Увидев Симо, который слезает с повозки, Филипп бросается ему навстречу. Нет, дневника и при нем не было, и в канцелярии тоже — он держал его в бараке парникового отделения. Что касается баланса, он тоже не был готов. И оставались еще помидоры, которые надо было убрать. На этих днях, может, даже завтра, все прояснится…

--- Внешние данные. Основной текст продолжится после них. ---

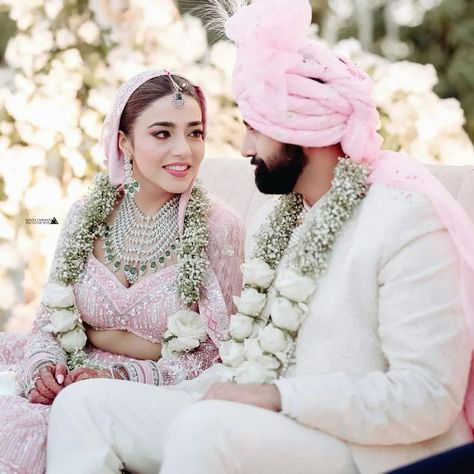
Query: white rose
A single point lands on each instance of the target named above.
(286, 314)
(58, 296)
(73, 340)
(178, 346)
(257, 272)
(250, 302)
(232, 353)
(294, 286)
(187, 323)
(256, 326)
(252, 372)
(224, 373)
(240, 326)
(273, 339)
(63, 320)
(254, 352)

— Одно задумали — другое получилось, а, Фильо? Да ладно. Столько впереди у нас нового, верно? Такие сорта создадим, что все эти манипуляции с колышками сами собой отпадут. Согласен?

— И все-таки наша работа…

— И все-таки, — перебивает Симо весело, — как думаешь, выведет когда-нибудь человечество совершенный сорт — нетрудоемкий, ранний, выносливый в пору засухи и невосприимчивый к болезням? Ну, о хороших вкусовых качествах я уж и не говорю.

— Не означает ли это…

— Вот именно. Означает  д о с т и ж е н и е   и д е а л а, равносильное открытию женщины, обладающей всеми самыми прекрасными качествами, привлекавшими тебя порознь то у одной, то у другой. Верно? Только возможно ли достижение идеала? Не торопись, не торопись с ответом. Может оказаться, что твои вроде бы незначительные запросы труднее удовлетворить, чем, допустим, слетать на Луну и на Марс…

— Грустно.

— Грустно? Не-е-ет! Напротив. Оптимистично — и для нас, и для будущих людей. Давай представим себе, что идеальный сорт помидоров, о которых идет речь, выведен одним ударом, с первого раза. Это означало бы, что после этого  н и ч е г о  уж больше не будет создано! Точнее, н е   б у д е т   с м ы с л а  ничего создавать. Что тогда делать влюбленным в сорт «Victoria» ученым и экспериментаторам? — улыбается Голубов.

Второй вопрос более деликатен и мучителен.

Упоминание имени Виктория заставляет Филиппа насторожиться. Ведь он защищает не себя, а ее — от злых языков защищает… Мир полон несправедливости, вот и ее — добрую, чуткую, беззащитную — несправедливо обижают. Его бы воля — он отдавал бы под суд тех, кто, не зная человека, возводит на него хулу и клевету…

Голубов внимательно слушает бурные эти протесты.

Филипп, Филипп, думает он, какой ты еще несмышленыш. Может, поэтому я тебя и люблю? Или, общаясь с тобой, надеюсь как-то дополнить, обогатить себя? Жаль, что парней таких, как ты, встречаешь все реже… хоть аргументы твои в пользу Виктории потрясающе наивны, а все излияния и восторги гроша ломаного не стоят в глазах  г л а в н о й   у л и ц ы, где всякий судит каждого, где «общественное мнение» решает все…

— Я вам докажу!..

Разговор принимает нежелательный характер, и Симо решается заочно прибегнуть к помощи бай Тишо — югненские в случае необходимости всегда используют эту крайнюю меру.